[Math] Computing the UMVUE for Uniform$(0,\theta)$

probability theorystatistics

I am having trouble understanding how to compute $\operatorname E[\bar{X}\mid X_{(n)}]$ related to the following premise.

Compute the UMVUE using the Rao–Blackwell Theorem for the following.
$X_1,X_2, \ldots ,X_n$ i.i.d. to $\operatorname{Uniform}(0,\theta)$.

I am able to derive that $\hat{\theta}_\text{MM}=2\bar{X}$ and $\hat{\theta}_\text{MLE}=X_{(n)}$.

Since $\hat{\theta}_\text{MM}$ is unbiased and $X_{(n)}$ is a sufficient estimator, I know that $$\operatorname E[2\bar{X}\mid X_{(n)}]$$ must give us the UMVUE.

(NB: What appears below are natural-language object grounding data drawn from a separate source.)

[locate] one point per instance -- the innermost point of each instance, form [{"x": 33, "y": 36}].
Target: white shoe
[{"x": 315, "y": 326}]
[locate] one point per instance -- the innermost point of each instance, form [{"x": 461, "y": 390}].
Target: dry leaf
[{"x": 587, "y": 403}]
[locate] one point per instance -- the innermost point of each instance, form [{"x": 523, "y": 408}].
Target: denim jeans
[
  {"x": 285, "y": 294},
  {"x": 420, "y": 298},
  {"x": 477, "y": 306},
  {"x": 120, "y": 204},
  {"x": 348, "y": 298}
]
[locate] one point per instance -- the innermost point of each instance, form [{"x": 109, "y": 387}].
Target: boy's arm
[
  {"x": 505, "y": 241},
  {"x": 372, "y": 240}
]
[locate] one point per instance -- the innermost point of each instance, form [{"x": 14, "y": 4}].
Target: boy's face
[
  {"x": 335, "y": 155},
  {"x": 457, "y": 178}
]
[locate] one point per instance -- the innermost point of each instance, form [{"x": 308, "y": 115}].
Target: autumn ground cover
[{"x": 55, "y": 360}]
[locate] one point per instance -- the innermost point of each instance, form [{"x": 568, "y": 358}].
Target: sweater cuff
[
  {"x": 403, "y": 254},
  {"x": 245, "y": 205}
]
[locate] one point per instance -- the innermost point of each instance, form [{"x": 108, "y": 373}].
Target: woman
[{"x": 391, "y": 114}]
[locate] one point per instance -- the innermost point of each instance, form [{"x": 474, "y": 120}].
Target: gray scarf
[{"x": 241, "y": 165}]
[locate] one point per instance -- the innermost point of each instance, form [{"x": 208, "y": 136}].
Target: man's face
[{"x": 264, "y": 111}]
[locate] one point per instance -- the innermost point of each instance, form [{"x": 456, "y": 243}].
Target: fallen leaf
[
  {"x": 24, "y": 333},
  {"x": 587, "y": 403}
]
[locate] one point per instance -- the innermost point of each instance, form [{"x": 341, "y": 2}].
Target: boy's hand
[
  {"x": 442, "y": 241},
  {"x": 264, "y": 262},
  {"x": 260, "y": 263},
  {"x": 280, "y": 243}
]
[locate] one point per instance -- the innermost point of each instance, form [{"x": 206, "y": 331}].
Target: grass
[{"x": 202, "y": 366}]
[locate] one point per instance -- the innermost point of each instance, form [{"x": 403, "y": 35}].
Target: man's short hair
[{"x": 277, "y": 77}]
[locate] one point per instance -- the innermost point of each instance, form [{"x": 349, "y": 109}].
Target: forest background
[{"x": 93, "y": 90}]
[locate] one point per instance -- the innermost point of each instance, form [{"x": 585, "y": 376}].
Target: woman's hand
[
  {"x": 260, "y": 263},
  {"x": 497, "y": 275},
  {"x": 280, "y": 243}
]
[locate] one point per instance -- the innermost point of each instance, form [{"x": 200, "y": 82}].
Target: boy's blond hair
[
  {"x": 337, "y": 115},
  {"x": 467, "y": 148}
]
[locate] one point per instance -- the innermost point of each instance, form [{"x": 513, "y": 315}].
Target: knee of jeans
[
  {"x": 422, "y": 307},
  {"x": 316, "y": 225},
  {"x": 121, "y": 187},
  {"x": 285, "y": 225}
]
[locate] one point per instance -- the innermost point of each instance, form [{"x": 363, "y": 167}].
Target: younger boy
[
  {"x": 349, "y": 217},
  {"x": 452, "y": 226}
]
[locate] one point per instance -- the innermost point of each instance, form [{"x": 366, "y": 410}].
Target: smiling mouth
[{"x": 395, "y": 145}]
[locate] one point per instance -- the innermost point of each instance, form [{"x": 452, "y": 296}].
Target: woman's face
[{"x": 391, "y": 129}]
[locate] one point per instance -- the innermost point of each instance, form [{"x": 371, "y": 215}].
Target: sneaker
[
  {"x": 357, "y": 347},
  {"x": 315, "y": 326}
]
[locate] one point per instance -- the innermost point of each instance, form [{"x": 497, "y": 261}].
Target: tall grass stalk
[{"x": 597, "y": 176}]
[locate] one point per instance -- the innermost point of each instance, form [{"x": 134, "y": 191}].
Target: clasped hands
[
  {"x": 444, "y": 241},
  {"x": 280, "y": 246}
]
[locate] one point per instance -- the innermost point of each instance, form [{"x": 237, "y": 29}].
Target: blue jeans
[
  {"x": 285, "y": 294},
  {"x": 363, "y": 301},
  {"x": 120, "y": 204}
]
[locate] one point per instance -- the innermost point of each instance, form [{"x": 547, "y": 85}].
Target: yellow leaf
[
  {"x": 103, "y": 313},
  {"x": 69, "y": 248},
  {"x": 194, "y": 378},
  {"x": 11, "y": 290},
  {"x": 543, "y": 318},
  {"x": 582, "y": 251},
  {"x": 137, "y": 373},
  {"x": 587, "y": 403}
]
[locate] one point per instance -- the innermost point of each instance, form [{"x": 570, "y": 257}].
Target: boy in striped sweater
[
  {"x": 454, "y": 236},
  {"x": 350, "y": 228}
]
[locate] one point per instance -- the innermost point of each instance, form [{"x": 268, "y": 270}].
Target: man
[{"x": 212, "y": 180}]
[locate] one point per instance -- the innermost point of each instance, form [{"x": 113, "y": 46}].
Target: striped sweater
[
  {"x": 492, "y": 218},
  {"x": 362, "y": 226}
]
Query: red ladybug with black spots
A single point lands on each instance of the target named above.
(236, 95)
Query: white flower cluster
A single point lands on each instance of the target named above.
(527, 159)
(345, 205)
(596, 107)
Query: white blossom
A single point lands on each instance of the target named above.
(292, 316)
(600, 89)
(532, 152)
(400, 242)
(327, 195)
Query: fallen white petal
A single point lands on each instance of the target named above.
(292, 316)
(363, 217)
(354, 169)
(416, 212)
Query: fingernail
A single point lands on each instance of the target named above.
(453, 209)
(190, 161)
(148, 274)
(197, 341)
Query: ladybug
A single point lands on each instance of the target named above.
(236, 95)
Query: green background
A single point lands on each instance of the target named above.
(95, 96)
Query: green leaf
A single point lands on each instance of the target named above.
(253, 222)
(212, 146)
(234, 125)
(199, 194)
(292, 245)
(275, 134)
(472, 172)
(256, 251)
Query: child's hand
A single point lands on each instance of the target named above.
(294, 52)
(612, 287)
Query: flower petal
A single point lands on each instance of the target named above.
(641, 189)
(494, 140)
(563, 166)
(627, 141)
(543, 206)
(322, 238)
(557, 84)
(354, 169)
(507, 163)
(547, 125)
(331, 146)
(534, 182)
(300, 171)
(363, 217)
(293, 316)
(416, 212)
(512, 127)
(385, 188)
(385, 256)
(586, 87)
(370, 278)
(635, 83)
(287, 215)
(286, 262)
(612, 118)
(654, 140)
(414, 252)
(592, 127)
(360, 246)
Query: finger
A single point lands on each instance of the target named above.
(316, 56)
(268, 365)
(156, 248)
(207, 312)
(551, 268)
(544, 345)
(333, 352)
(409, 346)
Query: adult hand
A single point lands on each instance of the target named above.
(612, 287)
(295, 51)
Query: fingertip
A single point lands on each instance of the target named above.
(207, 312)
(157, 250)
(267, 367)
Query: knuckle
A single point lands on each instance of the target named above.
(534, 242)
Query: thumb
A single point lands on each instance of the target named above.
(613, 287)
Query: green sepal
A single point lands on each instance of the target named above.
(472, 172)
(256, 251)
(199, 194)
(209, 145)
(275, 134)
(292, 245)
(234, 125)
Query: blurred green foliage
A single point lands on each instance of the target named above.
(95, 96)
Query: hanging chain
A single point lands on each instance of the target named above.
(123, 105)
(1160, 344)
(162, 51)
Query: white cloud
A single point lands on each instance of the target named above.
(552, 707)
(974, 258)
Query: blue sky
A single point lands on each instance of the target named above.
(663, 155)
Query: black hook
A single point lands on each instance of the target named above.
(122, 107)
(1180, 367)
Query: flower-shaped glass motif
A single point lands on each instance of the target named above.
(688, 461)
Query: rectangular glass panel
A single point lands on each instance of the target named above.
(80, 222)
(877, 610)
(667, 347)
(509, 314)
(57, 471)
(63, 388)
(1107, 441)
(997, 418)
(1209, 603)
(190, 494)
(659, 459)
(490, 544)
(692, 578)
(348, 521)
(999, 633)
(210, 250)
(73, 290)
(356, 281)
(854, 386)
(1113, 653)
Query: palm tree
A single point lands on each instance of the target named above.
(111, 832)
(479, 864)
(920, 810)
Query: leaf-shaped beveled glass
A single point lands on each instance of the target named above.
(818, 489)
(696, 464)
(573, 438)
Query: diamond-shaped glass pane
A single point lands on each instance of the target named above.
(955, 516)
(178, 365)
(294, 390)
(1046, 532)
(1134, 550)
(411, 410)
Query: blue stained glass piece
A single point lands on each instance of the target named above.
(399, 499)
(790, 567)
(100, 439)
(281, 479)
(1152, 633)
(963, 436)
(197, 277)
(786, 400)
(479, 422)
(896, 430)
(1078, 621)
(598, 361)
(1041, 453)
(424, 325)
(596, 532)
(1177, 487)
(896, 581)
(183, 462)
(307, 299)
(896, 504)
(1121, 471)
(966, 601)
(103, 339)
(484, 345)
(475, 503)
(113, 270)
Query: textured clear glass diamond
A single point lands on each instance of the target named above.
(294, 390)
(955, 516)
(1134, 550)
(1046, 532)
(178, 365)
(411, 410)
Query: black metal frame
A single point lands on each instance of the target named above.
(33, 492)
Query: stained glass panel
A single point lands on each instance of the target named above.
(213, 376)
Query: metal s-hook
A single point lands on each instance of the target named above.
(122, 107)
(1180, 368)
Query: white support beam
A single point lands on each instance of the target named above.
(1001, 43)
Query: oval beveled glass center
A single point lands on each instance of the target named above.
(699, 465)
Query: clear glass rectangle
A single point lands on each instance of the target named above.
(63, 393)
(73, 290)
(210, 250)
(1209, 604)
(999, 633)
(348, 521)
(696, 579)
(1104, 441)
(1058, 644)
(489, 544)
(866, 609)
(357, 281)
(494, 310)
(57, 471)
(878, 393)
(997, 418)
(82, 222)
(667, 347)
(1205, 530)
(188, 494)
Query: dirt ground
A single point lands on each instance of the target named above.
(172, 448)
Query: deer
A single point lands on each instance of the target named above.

However, I have no idea how to proceed from here.
I appreciate your help.

Best Answer

We use the fact that, conditional on the max, the lower order statistics are distributed like the order statistics of iid $U(0,X_{(n)}).$ So, conditional on $X_{(n)}$ $$\bar X \sim \frac{X_{(n)} + \sum_{i=1}^{n-1}U_i}{n}$$ where the $U_i$ are i.i.d. $U(0,X_{(n)}).$ Then we have $$ E(\bar X\mid X_{(n)}) = \frac{X_{(n)}+\frac{n-1}{2}X_{(n)}}{n} = \frac{(n+1)}{2n}X_{(n)}.$$

(We could have also derived this by the "what else could it possibly be?" method. It needs to be unbiased, a statistic, and a dimensionally sensible function of $X_{(n)}$... there's only one game in town here.)